Ostacoli all'evoluzione personale: la pigrizia, sintomo di un conflitto interiore.
Lascio parlare Mauro.





Da Wikipedia

L'accidia o acedia è l'avversione all'operare, mista a noia e indifferenza. L'etimologia classica fa derivare il termine dal greco ἀ (alfa privativo = senza) + κῆδος (=dolore), sinonimo di indolenza, per il tramite del latino tardo acedia.

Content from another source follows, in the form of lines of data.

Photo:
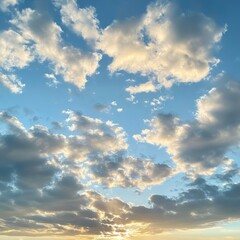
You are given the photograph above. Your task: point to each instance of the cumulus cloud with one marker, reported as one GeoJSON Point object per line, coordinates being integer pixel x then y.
{"type": "Point", "coordinates": [12, 83]}
{"type": "Point", "coordinates": [74, 64]}
{"type": "Point", "coordinates": [201, 145]}
{"type": "Point", "coordinates": [144, 87]}
{"type": "Point", "coordinates": [127, 171]}
{"type": "Point", "coordinates": [5, 4]}
{"type": "Point", "coordinates": [40, 182]}
{"type": "Point", "coordinates": [82, 21]}
{"type": "Point", "coordinates": [162, 44]}
{"type": "Point", "coordinates": [201, 206]}
{"type": "Point", "coordinates": [15, 53]}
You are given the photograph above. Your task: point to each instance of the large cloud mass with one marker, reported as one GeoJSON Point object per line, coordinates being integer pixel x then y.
{"type": "Point", "coordinates": [163, 44]}
{"type": "Point", "coordinates": [201, 145]}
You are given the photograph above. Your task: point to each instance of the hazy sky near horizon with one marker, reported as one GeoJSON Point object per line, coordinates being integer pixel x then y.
{"type": "Point", "coordinates": [119, 119]}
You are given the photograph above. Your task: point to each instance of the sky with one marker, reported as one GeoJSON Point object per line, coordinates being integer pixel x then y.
{"type": "Point", "coordinates": [119, 120]}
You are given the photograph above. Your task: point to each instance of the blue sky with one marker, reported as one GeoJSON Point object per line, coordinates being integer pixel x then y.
{"type": "Point", "coordinates": [119, 119]}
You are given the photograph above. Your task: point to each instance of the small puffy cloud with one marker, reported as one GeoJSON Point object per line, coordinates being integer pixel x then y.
{"type": "Point", "coordinates": [15, 51]}
{"type": "Point", "coordinates": [201, 145]}
{"type": "Point", "coordinates": [5, 4]}
{"type": "Point", "coordinates": [12, 83]}
{"type": "Point", "coordinates": [127, 171]}
{"type": "Point", "coordinates": [114, 103]}
{"type": "Point", "coordinates": [119, 109]}
{"type": "Point", "coordinates": [97, 136]}
{"type": "Point", "coordinates": [102, 108]}
{"type": "Point", "coordinates": [144, 87]}
{"type": "Point", "coordinates": [201, 206]}
{"type": "Point", "coordinates": [53, 82]}
{"type": "Point", "coordinates": [73, 64]}
{"type": "Point", "coordinates": [162, 44]}
{"type": "Point", "coordinates": [82, 21]}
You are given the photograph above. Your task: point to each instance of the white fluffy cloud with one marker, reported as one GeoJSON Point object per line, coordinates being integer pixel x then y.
{"type": "Point", "coordinates": [73, 64]}
{"type": "Point", "coordinates": [82, 21]}
{"type": "Point", "coordinates": [4, 4]}
{"type": "Point", "coordinates": [201, 145]}
{"type": "Point", "coordinates": [12, 83]}
{"type": "Point", "coordinates": [15, 53]}
{"type": "Point", "coordinates": [163, 44]}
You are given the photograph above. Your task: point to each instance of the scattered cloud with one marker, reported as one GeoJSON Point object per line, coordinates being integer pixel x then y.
{"type": "Point", "coordinates": [102, 108]}
{"type": "Point", "coordinates": [144, 87]}
{"type": "Point", "coordinates": [53, 82]}
{"type": "Point", "coordinates": [82, 21]}
{"type": "Point", "coordinates": [75, 65]}
{"type": "Point", "coordinates": [5, 4]}
{"type": "Point", "coordinates": [12, 83]}
{"type": "Point", "coordinates": [201, 145]}
{"type": "Point", "coordinates": [162, 44]}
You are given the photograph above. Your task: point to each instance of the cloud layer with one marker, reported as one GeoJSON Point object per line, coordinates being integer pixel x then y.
{"type": "Point", "coordinates": [201, 145]}
{"type": "Point", "coordinates": [164, 44]}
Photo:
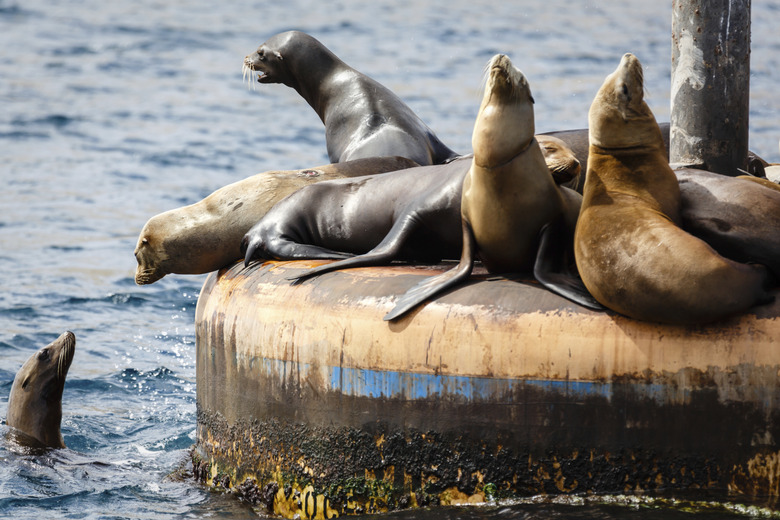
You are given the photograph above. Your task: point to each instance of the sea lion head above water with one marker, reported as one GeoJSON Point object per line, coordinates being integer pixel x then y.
{"type": "Point", "coordinates": [35, 402]}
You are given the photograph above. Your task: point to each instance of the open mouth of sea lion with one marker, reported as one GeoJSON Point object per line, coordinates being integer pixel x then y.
{"type": "Point", "coordinates": [249, 68]}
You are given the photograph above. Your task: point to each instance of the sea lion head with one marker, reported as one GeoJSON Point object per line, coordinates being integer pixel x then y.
{"type": "Point", "coordinates": [561, 161]}
{"type": "Point", "coordinates": [620, 105]}
{"type": "Point", "coordinates": [269, 58]}
{"type": "Point", "coordinates": [505, 123]}
{"type": "Point", "coordinates": [150, 255]}
{"type": "Point", "coordinates": [35, 403]}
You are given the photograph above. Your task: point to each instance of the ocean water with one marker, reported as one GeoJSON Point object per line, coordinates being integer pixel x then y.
{"type": "Point", "coordinates": [113, 112]}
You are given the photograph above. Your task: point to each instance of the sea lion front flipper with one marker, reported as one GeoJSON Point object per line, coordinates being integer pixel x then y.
{"type": "Point", "coordinates": [439, 283]}
{"type": "Point", "coordinates": [550, 272]}
{"type": "Point", "coordinates": [384, 252]}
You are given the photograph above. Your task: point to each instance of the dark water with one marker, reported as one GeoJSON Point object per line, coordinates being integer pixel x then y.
{"type": "Point", "coordinates": [113, 112]}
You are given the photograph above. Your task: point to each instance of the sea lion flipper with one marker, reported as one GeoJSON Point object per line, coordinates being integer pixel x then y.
{"type": "Point", "coordinates": [439, 283]}
{"type": "Point", "coordinates": [549, 271]}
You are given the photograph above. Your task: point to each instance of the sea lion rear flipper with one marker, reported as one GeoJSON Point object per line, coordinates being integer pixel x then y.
{"type": "Point", "coordinates": [439, 283]}
{"type": "Point", "coordinates": [384, 252]}
{"type": "Point", "coordinates": [549, 270]}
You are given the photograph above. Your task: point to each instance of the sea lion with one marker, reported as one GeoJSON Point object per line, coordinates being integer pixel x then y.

Nell'antica Grecia il termine acedia (ἀκηδία) indicava, letteralmente, lo stato inerte della mancanza di dolore e cura, l'indifferenza e quindi la tristezza e la malinconia. Il termine fu ripreso in età medievale, quale concetto della teologia morale, a indicare il torpore malinconico e l'inerzia che prendeva coloro che erano dediti a vita contemplativa. Tommaso d'Aquino la definiva come il «rattristarsi del bene divino», in grado di indurre inerzia nell'agire il bene divino.

Il senso del termine è in stretto rapporto con quello della noia, con la quale l'accidia condivide una medesima condizione originaria determinata dalla vita contemplativa: entrambe nascono da uno stato di soddisfazione e non, si badi bene, di bisogno.

Il significato del termine accidia è oggi vago, ma resta fortemente connotato, nelle culture cristiane, di implicazioni moralistiche e negative. Nel cattolicesimo l'accidia è uno dei sette vizi capitali ed è costituito dall'indolenza nell'operare il bene.